We Love Green (Samedi 10 & Dimanche 11 Septembre 2011 au Parc de Bagatelle)

Nouveau-né dans le monde des festivals rock parisiens, We Love Green pointe pour la première fois le bout de son nez à côté des incontournables Solidays, Rock en Seine et la Fête de l'Huma. Si certaines similitudes avec l’événement organisé par Solidarité Sida peuvent être notées (festival militant, défense d'une cause noble (respect de l'environnement) et site du parc de Bagatelle tout proche de celui de Longchamp), We Love Green passe à la vitesse supérieure en matière d'éco-responsabilité.

Comme son nom l'indique, We Love Green se pare de vert et s'engage à réduire l'empreinte écologique du festival, sensibiliser les festivaliers (et les artistes) au respect de l'environnement et innover en matière de développement durable. Vaste programme. Le site du festival nous donne quelques indications quant à la philosophie et la genèse du festival : "We Love Green choisit de promouvoir l'idée du beau, du bon, du bien, du green. Pourquoi se priver d'être plus responsable tout en se faisant plaisir aux yeux et aux oreilles ?". "We Love Green se positionne comme un laboratoire d'innovations en terme environnemental, social et sociétal, met en oeuvre des solutions nouvelles et teste de nouvelles pratiques". "L'éco-conception est LA direction artistique de notre festival."
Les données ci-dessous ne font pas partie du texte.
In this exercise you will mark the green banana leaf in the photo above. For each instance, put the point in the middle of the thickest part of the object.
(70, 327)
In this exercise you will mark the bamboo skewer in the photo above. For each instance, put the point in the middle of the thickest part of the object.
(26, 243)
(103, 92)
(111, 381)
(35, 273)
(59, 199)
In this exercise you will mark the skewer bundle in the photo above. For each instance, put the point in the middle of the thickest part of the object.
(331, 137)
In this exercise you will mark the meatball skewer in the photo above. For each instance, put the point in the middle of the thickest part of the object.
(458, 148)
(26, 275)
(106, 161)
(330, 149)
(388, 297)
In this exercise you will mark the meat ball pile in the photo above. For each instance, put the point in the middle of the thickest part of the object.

Côté programmation musicale, du très beau monde va se succéder tout au long du week-end prochain dans le splendide Parc de Bagatelle : le label Because, partenaire de l'événement, se taille la part du lion avec Connan Mockasin, Metronomy, Selah Sue et Soko. Pour le reste, Of Montreal, Piers Faccini et Peter Doherty complètent l'affiche de cette alléchante première édition du We Love Green.